An improved UAV-borne DInSAR baseline estimation method based on interferometric phase period

doi:10.7523/j.ucas.2022.053

Abstract

Abstract: UAV (unmanned aerial vehicle)-borne differential interferometric synthetic aperture radar (SAR) has unique advantage and has attracted the attention of key research institutions at home and abroad in recent years. Baseline is a crucial parameter in differential in DInSAR processing, which is directly related to the accuracy of interferometric measurements.

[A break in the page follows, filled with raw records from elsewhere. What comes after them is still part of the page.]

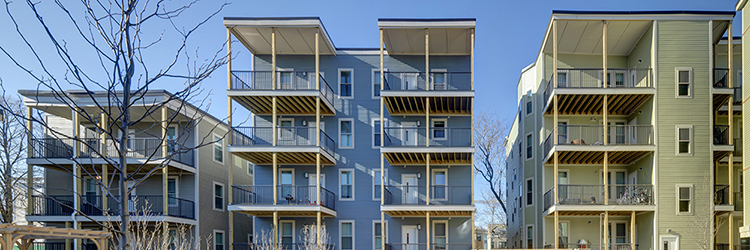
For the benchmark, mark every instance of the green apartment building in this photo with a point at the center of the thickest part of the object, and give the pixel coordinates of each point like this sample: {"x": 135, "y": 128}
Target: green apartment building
{"x": 627, "y": 125}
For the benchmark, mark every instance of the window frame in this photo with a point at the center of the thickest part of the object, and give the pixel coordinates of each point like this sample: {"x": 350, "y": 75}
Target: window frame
{"x": 377, "y": 177}
{"x": 677, "y": 82}
{"x": 351, "y": 170}
{"x": 223, "y": 197}
{"x": 351, "y": 120}
{"x": 351, "y": 76}
{"x": 219, "y": 143}
{"x": 690, "y": 141}
{"x": 354, "y": 239}
{"x": 529, "y": 194}
{"x": 223, "y": 239}
{"x": 385, "y": 237}
{"x": 691, "y": 200}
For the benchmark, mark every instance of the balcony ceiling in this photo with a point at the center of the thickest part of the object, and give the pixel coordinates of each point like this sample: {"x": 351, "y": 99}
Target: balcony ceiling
{"x": 294, "y": 36}
{"x": 447, "y": 36}
{"x": 585, "y": 37}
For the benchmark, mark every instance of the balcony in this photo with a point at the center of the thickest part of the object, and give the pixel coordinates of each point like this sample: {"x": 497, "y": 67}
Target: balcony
{"x": 425, "y": 246}
{"x": 292, "y": 200}
{"x": 296, "y": 92}
{"x": 626, "y": 143}
{"x": 585, "y": 195}
{"x": 405, "y": 93}
{"x": 580, "y": 91}
{"x": 294, "y": 145}
{"x": 412, "y": 200}
{"x": 138, "y": 148}
{"x": 408, "y": 145}
{"x": 92, "y": 205}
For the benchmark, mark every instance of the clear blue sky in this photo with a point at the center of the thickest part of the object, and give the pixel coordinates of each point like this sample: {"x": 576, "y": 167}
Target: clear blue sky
{"x": 508, "y": 35}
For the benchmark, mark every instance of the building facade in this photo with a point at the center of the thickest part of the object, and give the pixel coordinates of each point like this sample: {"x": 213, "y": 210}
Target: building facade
{"x": 627, "y": 133}
{"x": 374, "y": 145}
{"x": 190, "y": 190}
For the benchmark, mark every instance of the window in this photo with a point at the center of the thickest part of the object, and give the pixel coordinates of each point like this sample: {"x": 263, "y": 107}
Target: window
{"x": 172, "y": 190}
{"x": 684, "y": 81}
{"x": 346, "y": 133}
{"x": 684, "y": 140}
{"x": 345, "y": 83}
{"x": 438, "y": 129}
{"x": 377, "y": 232}
{"x": 346, "y": 231}
{"x": 376, "y": 133}
{"x": 440, "y": 235}
{"x": 376, "y": 183}
{"x": 346, "y": 184}
{"x": 218, "y": 240}
{"x": 529, "y": 144}
{"x": 529, "y": 103}
{"x": 440, "y": 184}
{"x": 684, "y": 199}
{"x": 218, "y": 196}
{"x": 530, "y": 237}
{"x": 218, "y": 149}
{"x": 529, "y": 192}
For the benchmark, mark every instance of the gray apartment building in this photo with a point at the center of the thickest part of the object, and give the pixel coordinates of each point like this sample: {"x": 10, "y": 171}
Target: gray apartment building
{"x": 190, "y": 191}
{"x": 628, "y": 134}
{"x": 373, "y": 144}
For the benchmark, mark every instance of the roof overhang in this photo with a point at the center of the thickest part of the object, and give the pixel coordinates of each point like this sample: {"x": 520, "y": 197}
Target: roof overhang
{"x": 294, "y": 35}
{"x": 406, "y": 36}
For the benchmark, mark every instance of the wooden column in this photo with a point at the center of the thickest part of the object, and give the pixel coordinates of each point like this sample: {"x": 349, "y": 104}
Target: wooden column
{"x": 632, "y": 230}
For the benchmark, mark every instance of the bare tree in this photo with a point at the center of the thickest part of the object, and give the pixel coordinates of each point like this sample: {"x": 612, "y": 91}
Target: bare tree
{"x": 107, "y": 48}
{"x": 12, "y": 152}
{"x": 490, "y": 134}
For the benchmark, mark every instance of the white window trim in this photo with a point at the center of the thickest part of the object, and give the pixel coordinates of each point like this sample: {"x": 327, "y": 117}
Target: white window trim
{"x": 677, "y": 82}
{"x": 352, "y": 83}
{"x": 377, "y": 177}
{"x": 278, "y": 182}
{"x": 677, "y": 140}
{"x": 294, "y": 230}
{"x": 375, "y": 129}
{"x": 677, "y": 199}
{"x": 213, "y": 150}
{"x": 525, "y": 142}
{"x": 432, "y": 126}
{"x": 223, "y": 236}
{"x": 354, "y": 239}
{"x": 432, "y": 182}
{"x": 526, "y": 235}
{"x": 385, "y": 237}
{"x": 447, "y": 229}
{"x": 176, "y": 189}
{"x": 339, "y": 138}
{"x": 372, "y": 85}
{"x": 525, "y": 182}
{"x": 341, "y": 170}
{"x": 223, "y": 197}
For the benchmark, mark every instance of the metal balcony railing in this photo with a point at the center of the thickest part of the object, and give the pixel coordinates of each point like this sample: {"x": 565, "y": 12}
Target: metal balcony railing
{"x": 286, "y": 136}
{"x": 416, "y": 81}
{"x": 287, "y": 195}
{"x": 620, "y": 194}
{"x": 57, "y": 205}
{"x": 417, "y": 137}
{"x": 721, "y": 194}
{"x": 92, "y": 148}
{"x": 417, "y": 195}
{"x": 281, "y": 246}
{"x": 285, "y": 80}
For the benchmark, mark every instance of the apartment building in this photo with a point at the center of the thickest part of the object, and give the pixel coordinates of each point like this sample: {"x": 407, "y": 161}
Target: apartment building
{"x": 374, "y": 145}
{"x": 627, "y": 134}
{"x": 191, "y": 191}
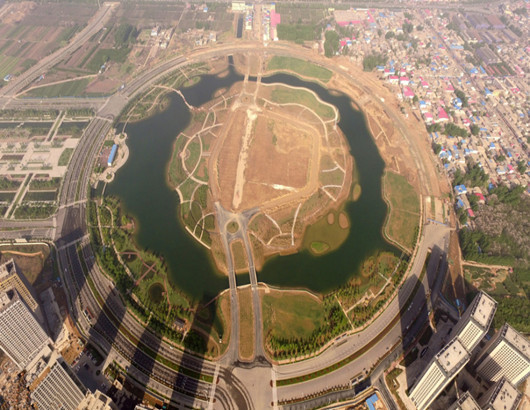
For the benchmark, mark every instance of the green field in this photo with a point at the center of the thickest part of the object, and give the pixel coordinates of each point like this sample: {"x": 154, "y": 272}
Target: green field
{"x": 403, "y": 220}
{"x": 65, "y": 156}
{"x": 104, "y": 55}
{"x": 246, "y": 320}
{"x": 321, "y": 237}
{"x": 301, "y": 67}
{"x": 72, "y": 88}
{"x": 283, "y": 95}
{"x": 291, "y": 314}
{"x": 7, "y": 64}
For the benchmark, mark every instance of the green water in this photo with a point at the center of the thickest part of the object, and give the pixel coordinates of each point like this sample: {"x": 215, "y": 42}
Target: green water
{"x": 141, "y": 185}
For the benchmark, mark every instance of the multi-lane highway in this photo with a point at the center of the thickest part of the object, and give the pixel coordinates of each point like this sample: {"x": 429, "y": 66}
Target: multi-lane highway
{"x": 96, "y": 23}
{"x": 69, "y": 230}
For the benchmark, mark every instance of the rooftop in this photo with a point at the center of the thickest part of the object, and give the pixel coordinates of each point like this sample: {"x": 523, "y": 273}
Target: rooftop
{"x": 7, "y": 269}
{"x": 505, "y": 396}
{"x": 453, "y": 356}
{"x": 484, "y": 310}
{"x": 519, "y": 341}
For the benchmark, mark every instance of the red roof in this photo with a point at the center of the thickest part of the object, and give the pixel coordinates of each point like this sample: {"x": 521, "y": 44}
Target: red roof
{"x": 275, "y": 18}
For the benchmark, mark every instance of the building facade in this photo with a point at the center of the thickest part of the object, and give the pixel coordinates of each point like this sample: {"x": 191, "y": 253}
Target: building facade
{"x": 501, "y": 396}
{"x": 21, "y": 336}
{"x": 475, "y": 322}
{"x": 439, "y": 372}
{"x": 507, "y": 355}
{"x": 58, "y": 389}
{"x": 10, "y": 278}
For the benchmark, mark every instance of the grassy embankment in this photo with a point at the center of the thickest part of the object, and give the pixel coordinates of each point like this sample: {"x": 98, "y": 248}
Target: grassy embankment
{"x": 284, "y": 95}
{"x": 403, "y": 219}
{"x": 246, "y": 324}
{"x": 74, "y": 88}
{"x": 291, "y": 314}
{"x": 301, "y": 67}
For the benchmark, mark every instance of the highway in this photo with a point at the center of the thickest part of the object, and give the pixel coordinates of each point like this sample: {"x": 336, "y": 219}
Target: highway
{"x": 96, "y": 23}
{"x": 69, "y": 229}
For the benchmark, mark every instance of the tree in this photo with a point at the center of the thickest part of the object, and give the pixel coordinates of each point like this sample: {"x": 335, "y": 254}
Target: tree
{"x": 372, "y": 60}
{"x": 521, "y": 167}
{"x": 331, "y": 44}
{"x": 460, "y": 94}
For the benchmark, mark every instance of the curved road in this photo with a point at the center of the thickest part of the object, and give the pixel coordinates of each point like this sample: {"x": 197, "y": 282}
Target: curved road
{"x": 69, "y": 227}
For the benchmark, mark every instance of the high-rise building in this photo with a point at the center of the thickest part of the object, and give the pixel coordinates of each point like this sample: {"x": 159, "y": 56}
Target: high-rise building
{"x": 21, "y": 336}
{"x": 475, "y": 322}
{"x": 501, "y": 396}
{"x": 439, "y": 372}
{"x": 465, "y": 402}
{"x": 57, "y": 387}
{"x": 507, "y": 354}
{"x": 10, "y": 278}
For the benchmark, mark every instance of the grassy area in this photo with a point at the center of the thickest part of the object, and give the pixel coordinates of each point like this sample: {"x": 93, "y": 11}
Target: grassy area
{"x": 291, "y": 314}
{"x": 7, "y": 63}
{"x": 403, "y": 219}
{"x": 319, "y": 247}
{"x": 393, "y": 386}
{"x": 301, "y": 67}
{"x": 72, "y": 88}
{"x": 323, "y": 233}
{"x": 284, "y": 95}
{"x": 176, "y": 173}
{"x": 246, "y": 324}
{"x": 65, "y": 157}
{"x": 104, "y": 55}
{"x": 239, "y": 256}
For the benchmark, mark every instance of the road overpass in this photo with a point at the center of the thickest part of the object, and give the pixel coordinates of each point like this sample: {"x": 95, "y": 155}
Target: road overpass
{"x": 70, "y": 227}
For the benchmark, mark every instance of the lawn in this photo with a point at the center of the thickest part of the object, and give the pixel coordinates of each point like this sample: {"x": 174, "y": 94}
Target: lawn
{"x": 7, "y": 64}
{"x": 322, "y": 233}
{"x": 283, "y": 95}
{"x": 404, "y": 210}
{"x": 246, "y": 324}
{"x": 239, "y": 257}
{"x": 104, "y": 55}
{"x": 301, "y": 67}
{"x": 291, "y": 314}
{"x": 74, "y": 88}
{"x": 65, "y": 157}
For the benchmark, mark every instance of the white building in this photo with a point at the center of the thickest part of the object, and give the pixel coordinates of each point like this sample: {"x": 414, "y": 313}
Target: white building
{"x": 57, "y": 388}
{"x": 21, "y": 336}
{"x": 97, "y": 401}
{"x": 475, "y": 322}
{"x": 501, "y": 396}
{"x": 10, "y": 278}
{"x": 507, "y": 355}
{"x": 438, "y": 374}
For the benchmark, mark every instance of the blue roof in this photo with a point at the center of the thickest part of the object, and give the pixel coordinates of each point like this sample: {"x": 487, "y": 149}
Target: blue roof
{"x": 371, "y": 400}
{"x": 460, "y": 189}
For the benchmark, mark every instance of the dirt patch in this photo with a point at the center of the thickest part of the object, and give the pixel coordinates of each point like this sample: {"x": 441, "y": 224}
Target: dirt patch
{"x": 344, "y": 222}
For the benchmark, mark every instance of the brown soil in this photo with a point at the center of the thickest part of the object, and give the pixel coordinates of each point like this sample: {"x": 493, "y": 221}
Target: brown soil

Compared with space-borne InSAR, UAV platform is difficult to keep the flight at the same track, and the flight attitude are unstable, which brings great difficulties to the baseline estimation of UAV-borne DInSAR. In this paper, starts from the characteristics of UAV platform and application scenarios, an improved baseline estimation method is proposed. This method derives the relationship between the interference phase period, the slant range, the distance between two ground points, and the phase difference through the interference geometric relationship. The distance between the two points is then substituted into the known parameters for baseline estimation using the least squares method. Comparing the simulation results and the actual data results of the original method and the improved method, it shows that the accuracy and robustness of the baseline estimation results of the improved method are significantly improved.

Key words: UAV, DInSAR, baseline estimation, mini-SAR

CLC Number:

TP751.1

ZHANG Tong, QIAO Ming, DANG Xiangwei, ZHONG Shengyiliu. An improved UAV-borne DInSAR baseline estimation method based on interferometric phase period[J]. Journal of University of Chinese Academy of Sciences, 2024, 41(1): 88-96.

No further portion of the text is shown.